Deep neural network model afterwards is trained, until the verifying collects the correspondence of each verifying sample of all verifying samples
Difference measurement index be less than or equal to the preset threshold.In addition to this it is possible to have other default training termination conditions,
Such as the number of the training iteration of model has had reached preset upper limit, specifically here also without limitation.

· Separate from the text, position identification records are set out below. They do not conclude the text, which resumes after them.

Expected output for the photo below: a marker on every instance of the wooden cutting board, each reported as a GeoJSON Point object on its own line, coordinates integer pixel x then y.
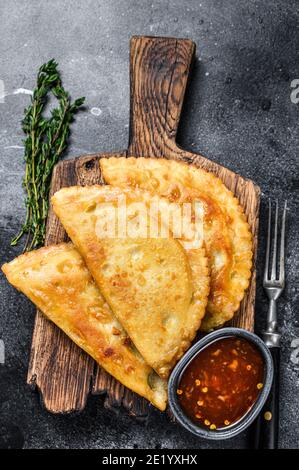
{"type": "Point", "coordinates": [159, 70]}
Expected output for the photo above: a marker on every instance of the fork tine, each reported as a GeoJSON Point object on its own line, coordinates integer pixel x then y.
{"type": "Point", "coordinates": [273, 269]}
{"type": "Point", "coordinates": [266, 272]}
{"type": "Point", "coordinates": [282, 245]}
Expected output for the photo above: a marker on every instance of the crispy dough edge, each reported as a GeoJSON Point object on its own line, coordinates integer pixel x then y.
{"type": "Point", "coordinates": [67, 195]}
{"type": "Point", "coordinates": [216, 186]}
{"type": "Point", "coordinates": [10, 269]}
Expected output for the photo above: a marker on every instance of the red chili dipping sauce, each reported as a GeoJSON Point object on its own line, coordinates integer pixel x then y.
{"type": "Point", "coordinates": [222, 382]}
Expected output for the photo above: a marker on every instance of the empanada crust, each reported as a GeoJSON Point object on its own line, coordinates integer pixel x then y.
{"type": "Point", "coordinates": [227, 236]}
{"type": "Point", "coordinates": [156, 289]}
{"type": "Point", "coordinates": [57, 280]}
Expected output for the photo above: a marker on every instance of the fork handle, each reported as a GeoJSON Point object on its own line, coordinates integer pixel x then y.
{"type": "Point", "coordinates": [267, 424]}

It should be understood that the size of the serial number of each step is not meant that the order of the execution order in above-described embodiment, each process
Execution sequence should be determined by its function and internal logic, the implementation process without coping with the embodiment of the present invention constitutes any limit
It is fixed.
In one embodiment, a kind of neural network model training device is provided, the neural network model training device with it is upper
Neural network model training method in embodiment is stated to correspond.As shown in fig. 7, the neural network model training device 10 includes
Training module 101, authentication module 102, the first computing module 103, the first determining module 104, the second computing module 105, second
Determining module 106, amplification module 107, detailed description are as follows for each functional module:
Training module 101, for being trained according to the training sample of training set to deep neural network model, to obtain
Deep neural network model after training;
Authentication module 102, the deep neural network after the training for being obtained according to the training module 101 training
Model carries out data verification to all reference samples of reference set, to obtain each reference sample in all reference samples
Model predication value, the reference set include verifying collection and/or test set;
First computing module 103, the model for calculating each reference sample that the verifying of authentication module 102 obtains are pre-
Difference measurement index between measured value true mark corresponding with each reference sample, each reference sample are pre- advanced
Data mark is gone;
First determining module 104, for what the first computing module 103 described in all reference samples was calculated
Difference measurement index is less than or equal to the object reference sample of preset threshold as comparative sample;
Second computing module 105, for calculating the training sample in the training set and first determining module 104 really
Similarity between each of fixed comparative sample;
Second determining module 106, between the comparative sample for second computing module 105 to be calculated
Similarity meet the training sample of default amplification condition as sample to be amplified;
Module 107 is expanded, carries out data amplification for the to be amplified sample fixed to second determining module true 106
To obtain target training sample;
The training module 101, the target training sample for expanding the amplified sample is as described in
Training sample in training set trains the deep neural network model after the training again, until the verifying collects institute
The model predication value that some verifies sample meets default training termination condition.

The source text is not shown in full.